One of the largest donors to Federation’s annual campaign passed away in 2008, leaving a substantial gift to the community. That gift is permanently restricted, but the income produced every year supports all of Federation’s programs. Her memory has certainly been a blessing.
Our community had a donor who cared deeply about children with special needs. The endowment that he left behind helps provide one-on-one support for several children in our Hebrew schools, and it will forever.
One donor, who is still living, created a fund to offer need-based scholarships to outstanding Jewish students headed to college. Federation houses many scholarships created to benefit local schools, synagogues, and other Jewish organizations.
Endowments are heavily regulated by New York State law, and great care should be taken when crafting and implementing them. First, and foremost, the endowment language must properly capture the intent of the donor. Restrictions should be specific enough to accomplish the goals while broad enough to adapt to changes. We don’t know what the future holds and, as Christopher Robin explained to Winnie-the-Pooh, “forever and ever is a very long time.”
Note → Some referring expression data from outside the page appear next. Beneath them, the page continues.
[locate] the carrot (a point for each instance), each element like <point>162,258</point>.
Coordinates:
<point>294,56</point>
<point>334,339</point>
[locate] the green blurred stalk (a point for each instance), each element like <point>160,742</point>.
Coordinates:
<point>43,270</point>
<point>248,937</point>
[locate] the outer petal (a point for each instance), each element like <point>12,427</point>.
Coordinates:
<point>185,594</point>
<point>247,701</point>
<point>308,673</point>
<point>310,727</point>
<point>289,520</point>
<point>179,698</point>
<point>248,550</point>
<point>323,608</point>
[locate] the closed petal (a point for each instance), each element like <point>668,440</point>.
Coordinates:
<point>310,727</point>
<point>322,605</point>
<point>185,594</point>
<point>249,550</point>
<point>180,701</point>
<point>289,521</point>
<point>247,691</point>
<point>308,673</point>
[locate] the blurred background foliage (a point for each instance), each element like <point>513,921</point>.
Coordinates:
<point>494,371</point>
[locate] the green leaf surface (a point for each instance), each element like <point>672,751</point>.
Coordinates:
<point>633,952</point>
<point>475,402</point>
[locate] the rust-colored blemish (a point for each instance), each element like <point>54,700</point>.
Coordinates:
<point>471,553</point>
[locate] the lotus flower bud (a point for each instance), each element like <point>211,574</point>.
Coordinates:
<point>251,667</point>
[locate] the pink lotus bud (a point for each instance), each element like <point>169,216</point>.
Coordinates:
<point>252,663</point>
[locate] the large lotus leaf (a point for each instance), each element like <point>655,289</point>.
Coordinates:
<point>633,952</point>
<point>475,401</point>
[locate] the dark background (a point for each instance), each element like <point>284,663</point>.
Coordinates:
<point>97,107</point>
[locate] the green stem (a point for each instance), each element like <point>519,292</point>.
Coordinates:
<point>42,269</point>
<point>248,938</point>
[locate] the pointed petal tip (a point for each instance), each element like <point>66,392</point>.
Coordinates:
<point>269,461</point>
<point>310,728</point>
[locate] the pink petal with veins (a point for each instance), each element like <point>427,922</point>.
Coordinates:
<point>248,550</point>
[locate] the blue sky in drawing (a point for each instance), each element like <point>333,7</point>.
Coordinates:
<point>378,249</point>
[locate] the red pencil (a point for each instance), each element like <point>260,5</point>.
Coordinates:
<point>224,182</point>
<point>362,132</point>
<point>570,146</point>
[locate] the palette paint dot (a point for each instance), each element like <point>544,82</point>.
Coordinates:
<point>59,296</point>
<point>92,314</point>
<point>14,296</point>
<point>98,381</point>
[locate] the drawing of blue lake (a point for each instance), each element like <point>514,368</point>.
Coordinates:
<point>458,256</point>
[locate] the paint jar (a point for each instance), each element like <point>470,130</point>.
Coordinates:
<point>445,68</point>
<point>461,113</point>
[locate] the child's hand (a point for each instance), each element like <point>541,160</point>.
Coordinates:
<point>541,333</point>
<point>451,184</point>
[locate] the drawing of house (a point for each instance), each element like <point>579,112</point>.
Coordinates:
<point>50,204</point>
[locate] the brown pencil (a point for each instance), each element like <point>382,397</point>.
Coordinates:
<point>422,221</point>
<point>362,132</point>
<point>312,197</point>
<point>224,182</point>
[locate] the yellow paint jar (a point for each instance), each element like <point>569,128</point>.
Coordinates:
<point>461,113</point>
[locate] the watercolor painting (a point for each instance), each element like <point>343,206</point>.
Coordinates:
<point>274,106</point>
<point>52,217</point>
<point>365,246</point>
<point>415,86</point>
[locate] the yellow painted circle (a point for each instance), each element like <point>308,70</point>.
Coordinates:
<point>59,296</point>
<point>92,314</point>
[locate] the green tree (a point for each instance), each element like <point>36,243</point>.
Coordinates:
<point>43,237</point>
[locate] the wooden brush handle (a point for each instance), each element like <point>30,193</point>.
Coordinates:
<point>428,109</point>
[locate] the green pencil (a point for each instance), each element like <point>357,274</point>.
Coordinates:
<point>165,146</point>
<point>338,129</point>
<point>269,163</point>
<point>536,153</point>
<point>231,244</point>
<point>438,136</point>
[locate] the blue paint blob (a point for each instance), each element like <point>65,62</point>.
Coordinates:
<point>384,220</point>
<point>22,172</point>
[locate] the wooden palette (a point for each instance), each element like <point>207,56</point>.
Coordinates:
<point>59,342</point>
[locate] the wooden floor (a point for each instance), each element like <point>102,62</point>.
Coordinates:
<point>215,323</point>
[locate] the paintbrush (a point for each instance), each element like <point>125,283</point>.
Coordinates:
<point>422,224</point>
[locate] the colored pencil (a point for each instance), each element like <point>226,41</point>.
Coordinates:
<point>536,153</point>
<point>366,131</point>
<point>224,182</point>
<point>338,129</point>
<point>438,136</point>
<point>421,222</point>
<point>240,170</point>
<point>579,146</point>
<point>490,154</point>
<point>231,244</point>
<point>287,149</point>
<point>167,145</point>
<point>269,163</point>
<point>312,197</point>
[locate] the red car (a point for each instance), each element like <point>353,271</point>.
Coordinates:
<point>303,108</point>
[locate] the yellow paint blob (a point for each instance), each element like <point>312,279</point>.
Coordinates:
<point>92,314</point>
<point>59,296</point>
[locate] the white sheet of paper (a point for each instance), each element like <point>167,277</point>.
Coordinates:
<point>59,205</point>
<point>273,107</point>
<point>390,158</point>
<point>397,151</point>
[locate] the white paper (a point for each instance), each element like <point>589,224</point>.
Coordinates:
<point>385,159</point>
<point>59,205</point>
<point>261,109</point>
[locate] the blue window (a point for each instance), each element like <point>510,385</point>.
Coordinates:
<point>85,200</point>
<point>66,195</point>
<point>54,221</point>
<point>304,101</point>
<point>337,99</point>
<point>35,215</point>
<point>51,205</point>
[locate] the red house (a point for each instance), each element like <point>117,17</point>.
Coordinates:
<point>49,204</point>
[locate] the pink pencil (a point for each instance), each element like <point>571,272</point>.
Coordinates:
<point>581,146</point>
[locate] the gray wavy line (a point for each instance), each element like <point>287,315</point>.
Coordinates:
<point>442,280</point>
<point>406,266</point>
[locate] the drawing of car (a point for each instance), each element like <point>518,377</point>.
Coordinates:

How can Federation help? This is another service we offer to all of our community partners. We have a JD and two CPAs on staff with access to lay people who are very familiar with the ever-changing laws, as well as expert contacts on the national level. We are current on best practices, and we keenly understand fiduciary responsibility. Our level of professional skill and lay oversight is hard to replicate, especially within our smaller institutions. Please use us as a resource.
In line with our mission “to build and maintain a strong and united Jewish community,” we are here to help.
G’mar chatima tova—May you be sealed for a good year.